AACEA Utah: Alcohol Server Training – Who Needs It?

If you are planning to serve alcohol as a bartender or server OR if you will be supervising individuals who serve alcohol in Utah State at an establishment with an on-premise license (fancy saying for any location that is legally allowed to serve alcohol to a customer who drinks at the establishment – typically bars and restaurants), you will be required to complete and pass a Utah Alcohol Server Training course within 30 days of being hired.

We would also like to note that the Utah Alcohol Server Training course you decide to take MUST be certified by the Utah Division of Substance Abuse and Mental Health in order for your certification to be valid!

AACEA Online Alcohol Server Training provides a Utah Alcohol Server Training Course that is approved by the Utah Division of Substance Abuse and Mental Health. We guarantee our course will provide you with the education you need to ensure you are serving alcohol in a way that aligns with Utah Liquor Laws while also ensuring that both you and your customers have enjoyable experiences in the process!

AACEA Utah: Basic Utah Alcohol Laws Every Server Should Know!

Curious about Utah’s liquor laws? We put together a list of some of the most important alcohol laws you need to know in Utah as an alcohol seller or server, or even as a customer or someone who wants to participate in alcoholic festivities in Utah State.

How old do I need to be in Utah State to bartend?

21

How old do I need to be in Utah State to serve alcohol as waitstaff?

21

How old do I need to be in Utah State to conduct alcohol tastings?

21

How old do I need to be in Utah State to enter a bar?

21

Servers & Bartenders – How to Prevent Customers from Drinking and Driving in Utah

In Utah State it is illegal to serve alcohol to someone to the point of intoxication. In other words, you are not allowed to get your customers drunk or to serve alcohol to a customer who is already drunk!

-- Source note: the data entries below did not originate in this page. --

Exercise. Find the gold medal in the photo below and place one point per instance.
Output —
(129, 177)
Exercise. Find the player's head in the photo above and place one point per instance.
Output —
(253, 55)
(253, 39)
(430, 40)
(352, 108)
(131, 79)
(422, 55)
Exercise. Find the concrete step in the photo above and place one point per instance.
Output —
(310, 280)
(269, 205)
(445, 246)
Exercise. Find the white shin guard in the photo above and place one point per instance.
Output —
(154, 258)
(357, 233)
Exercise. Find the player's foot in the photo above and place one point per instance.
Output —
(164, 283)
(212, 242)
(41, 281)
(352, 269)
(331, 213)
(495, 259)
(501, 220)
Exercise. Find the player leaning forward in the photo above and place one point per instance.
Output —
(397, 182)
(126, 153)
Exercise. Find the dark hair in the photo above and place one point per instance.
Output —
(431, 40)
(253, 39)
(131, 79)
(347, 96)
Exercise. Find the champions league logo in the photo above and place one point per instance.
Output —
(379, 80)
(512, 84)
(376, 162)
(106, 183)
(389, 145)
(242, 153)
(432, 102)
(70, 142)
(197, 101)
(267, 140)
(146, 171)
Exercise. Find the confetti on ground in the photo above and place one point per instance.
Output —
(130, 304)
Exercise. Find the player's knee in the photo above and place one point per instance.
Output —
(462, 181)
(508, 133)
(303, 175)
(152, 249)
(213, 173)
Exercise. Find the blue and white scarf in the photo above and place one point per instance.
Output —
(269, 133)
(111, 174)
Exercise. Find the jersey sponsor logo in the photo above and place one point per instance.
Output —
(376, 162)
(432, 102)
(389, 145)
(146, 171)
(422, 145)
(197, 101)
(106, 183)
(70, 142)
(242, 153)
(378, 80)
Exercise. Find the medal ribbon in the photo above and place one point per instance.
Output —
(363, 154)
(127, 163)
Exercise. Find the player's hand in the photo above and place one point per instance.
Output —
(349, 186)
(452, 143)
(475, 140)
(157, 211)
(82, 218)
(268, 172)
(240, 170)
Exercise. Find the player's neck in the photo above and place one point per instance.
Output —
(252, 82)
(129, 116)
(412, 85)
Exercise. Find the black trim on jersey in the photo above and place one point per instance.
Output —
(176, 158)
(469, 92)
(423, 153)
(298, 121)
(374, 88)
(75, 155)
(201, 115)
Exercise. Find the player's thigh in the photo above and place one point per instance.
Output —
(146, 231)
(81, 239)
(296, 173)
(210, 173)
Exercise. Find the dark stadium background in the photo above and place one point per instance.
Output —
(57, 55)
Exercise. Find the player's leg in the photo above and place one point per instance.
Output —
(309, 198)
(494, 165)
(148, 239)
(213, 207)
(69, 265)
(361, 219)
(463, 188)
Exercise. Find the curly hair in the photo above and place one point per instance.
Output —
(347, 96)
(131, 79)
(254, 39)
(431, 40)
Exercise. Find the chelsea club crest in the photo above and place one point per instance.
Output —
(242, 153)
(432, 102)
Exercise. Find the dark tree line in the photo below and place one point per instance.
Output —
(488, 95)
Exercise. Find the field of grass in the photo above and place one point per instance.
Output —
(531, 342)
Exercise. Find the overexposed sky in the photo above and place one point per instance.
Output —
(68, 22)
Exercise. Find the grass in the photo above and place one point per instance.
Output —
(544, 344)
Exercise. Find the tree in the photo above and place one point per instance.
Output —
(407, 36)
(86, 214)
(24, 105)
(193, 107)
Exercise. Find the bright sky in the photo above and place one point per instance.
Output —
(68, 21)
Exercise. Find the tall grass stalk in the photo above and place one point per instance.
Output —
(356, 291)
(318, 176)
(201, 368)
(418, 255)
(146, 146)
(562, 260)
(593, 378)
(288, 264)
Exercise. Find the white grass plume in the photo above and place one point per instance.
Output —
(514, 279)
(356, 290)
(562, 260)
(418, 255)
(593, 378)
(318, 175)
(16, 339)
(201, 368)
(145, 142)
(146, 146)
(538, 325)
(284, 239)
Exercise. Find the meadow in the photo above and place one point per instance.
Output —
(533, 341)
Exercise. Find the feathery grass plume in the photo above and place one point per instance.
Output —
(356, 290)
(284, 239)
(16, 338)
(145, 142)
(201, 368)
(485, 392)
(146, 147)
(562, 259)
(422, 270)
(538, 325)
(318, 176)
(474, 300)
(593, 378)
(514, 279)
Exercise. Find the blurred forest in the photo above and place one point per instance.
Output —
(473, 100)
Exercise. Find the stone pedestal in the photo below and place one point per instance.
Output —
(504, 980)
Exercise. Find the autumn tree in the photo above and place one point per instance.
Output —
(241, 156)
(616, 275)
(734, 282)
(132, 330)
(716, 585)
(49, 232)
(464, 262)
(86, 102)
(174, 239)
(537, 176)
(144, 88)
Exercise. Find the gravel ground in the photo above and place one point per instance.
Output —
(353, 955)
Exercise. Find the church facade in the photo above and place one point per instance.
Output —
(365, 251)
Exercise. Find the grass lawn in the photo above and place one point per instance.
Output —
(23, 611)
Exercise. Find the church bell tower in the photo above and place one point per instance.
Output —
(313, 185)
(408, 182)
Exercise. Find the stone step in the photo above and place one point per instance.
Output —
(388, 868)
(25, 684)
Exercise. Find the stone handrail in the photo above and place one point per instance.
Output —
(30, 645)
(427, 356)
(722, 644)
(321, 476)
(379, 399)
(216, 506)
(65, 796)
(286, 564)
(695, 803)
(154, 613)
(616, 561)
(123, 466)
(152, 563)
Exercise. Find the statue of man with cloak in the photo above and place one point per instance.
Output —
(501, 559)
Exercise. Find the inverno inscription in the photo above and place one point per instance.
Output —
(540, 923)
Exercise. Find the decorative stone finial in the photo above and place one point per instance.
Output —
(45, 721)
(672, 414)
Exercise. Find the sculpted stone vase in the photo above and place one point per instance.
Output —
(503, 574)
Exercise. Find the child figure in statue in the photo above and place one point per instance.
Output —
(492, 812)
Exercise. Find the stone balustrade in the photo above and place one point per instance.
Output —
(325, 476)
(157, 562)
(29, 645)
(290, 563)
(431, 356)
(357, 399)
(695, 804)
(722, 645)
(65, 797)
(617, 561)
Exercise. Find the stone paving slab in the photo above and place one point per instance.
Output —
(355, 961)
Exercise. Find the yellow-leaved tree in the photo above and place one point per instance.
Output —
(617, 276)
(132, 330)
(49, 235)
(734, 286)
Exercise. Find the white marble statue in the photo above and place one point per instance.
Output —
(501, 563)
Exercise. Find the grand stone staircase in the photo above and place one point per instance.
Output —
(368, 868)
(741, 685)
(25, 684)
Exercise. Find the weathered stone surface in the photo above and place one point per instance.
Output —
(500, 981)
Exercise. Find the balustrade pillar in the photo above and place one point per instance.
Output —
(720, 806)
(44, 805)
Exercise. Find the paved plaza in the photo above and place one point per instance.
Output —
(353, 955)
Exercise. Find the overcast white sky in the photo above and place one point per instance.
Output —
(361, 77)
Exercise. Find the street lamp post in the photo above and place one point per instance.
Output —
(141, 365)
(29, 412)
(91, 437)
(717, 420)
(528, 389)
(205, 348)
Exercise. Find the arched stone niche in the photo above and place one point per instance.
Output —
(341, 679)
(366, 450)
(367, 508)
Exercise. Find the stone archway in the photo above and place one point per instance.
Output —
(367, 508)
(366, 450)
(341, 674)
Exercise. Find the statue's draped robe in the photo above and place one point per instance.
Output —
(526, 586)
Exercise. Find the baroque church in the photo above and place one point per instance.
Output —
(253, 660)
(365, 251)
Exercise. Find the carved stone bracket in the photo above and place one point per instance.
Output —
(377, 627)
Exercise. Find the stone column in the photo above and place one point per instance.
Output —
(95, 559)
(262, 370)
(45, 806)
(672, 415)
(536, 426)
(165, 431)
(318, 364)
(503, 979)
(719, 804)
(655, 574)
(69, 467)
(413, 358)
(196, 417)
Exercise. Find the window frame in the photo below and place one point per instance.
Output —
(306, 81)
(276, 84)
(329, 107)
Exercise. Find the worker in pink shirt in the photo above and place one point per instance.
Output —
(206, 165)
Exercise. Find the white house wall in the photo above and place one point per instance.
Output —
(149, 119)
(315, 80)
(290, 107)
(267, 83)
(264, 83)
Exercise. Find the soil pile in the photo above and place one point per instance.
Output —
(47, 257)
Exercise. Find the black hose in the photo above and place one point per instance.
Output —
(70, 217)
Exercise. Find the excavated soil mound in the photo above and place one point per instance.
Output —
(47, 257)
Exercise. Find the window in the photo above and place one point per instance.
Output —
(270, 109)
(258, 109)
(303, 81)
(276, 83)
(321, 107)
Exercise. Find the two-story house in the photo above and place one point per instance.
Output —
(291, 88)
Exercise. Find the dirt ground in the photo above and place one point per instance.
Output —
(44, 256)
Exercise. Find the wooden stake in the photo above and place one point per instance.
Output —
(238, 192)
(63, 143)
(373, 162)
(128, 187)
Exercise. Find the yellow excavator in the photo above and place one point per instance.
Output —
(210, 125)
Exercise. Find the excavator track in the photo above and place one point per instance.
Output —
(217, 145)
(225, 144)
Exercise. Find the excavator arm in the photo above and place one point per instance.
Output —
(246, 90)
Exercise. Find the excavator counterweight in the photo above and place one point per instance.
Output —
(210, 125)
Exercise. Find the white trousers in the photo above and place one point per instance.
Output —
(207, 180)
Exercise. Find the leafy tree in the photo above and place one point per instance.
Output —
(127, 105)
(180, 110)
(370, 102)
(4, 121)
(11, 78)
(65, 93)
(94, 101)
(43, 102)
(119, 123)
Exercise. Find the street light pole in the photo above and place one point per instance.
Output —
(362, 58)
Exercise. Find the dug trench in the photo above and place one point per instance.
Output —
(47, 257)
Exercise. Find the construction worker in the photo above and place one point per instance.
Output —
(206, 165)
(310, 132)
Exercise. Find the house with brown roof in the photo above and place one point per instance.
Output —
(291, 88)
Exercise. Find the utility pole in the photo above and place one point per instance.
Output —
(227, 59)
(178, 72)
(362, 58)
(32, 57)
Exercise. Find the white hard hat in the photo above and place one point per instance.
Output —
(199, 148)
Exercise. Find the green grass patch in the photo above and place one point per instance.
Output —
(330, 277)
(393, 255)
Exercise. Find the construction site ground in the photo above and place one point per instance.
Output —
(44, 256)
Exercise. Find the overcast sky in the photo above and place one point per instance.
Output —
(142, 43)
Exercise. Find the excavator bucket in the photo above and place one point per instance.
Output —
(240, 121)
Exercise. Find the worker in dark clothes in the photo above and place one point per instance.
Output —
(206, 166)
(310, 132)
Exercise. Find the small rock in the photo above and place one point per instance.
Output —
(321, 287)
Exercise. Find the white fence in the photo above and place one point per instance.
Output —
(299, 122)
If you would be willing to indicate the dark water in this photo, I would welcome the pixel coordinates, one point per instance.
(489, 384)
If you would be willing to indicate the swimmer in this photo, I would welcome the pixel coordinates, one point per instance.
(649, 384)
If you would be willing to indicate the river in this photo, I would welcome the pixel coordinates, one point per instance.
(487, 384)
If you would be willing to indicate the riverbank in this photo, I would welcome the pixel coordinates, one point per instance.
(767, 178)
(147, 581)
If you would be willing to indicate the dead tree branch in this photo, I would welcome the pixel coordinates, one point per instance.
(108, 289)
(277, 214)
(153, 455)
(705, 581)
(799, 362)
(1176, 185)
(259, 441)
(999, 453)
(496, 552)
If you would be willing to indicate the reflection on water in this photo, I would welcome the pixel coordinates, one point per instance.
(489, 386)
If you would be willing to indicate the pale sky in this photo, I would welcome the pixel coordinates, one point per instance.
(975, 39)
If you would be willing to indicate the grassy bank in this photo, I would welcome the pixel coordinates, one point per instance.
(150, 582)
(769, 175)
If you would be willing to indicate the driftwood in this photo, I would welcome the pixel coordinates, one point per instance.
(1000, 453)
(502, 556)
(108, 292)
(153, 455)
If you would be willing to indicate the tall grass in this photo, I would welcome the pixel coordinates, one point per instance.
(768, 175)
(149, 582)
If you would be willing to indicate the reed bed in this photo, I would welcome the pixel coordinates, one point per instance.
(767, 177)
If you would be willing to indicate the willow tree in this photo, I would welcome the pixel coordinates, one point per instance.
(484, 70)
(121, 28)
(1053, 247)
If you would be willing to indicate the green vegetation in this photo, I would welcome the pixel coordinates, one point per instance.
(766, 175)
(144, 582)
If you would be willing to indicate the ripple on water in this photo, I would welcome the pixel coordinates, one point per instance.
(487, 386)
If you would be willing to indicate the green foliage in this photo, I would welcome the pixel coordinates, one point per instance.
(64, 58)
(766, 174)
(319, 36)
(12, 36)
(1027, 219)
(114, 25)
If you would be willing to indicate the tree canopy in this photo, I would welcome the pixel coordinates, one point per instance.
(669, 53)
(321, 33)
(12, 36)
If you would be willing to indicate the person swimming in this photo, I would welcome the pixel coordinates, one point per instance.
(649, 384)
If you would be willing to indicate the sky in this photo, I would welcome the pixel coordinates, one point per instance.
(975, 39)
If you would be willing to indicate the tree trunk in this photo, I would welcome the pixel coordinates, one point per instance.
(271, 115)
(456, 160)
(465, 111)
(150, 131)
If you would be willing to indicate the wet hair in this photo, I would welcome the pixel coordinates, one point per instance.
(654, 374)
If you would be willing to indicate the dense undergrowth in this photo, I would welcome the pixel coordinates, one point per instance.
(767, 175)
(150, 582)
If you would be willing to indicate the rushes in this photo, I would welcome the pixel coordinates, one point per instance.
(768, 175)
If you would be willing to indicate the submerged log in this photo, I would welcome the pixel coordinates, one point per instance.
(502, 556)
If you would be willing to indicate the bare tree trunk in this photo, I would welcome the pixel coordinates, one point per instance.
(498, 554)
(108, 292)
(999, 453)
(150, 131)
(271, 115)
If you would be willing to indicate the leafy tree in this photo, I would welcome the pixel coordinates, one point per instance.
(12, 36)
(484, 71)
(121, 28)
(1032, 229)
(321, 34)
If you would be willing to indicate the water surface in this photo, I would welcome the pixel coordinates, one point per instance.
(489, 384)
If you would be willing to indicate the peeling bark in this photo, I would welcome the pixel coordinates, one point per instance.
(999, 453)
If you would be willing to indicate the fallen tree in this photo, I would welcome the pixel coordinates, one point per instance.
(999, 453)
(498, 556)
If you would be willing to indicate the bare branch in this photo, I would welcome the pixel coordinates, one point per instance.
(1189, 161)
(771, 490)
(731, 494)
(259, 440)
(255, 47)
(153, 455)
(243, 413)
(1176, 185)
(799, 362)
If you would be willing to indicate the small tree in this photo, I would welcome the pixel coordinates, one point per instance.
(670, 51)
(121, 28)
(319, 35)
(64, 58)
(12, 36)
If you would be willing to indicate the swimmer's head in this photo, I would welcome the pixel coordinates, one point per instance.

This should be simple, right?

Unfortunately, it can be difficult at times to determine if a customer has gone past their limit or are near the point of intoxication if they are naturally good at hiding obvious signs of intoxication (some people are professional alcoholics, after all) or if they had consumed a few drinks prior to entering your establishment.

In the instance you do come across a drunk customer (whether you are responsible for their inebriated state or not), you may be called upon to use your persuasive skills to sway them from attempting to drive home in their drunken stupor.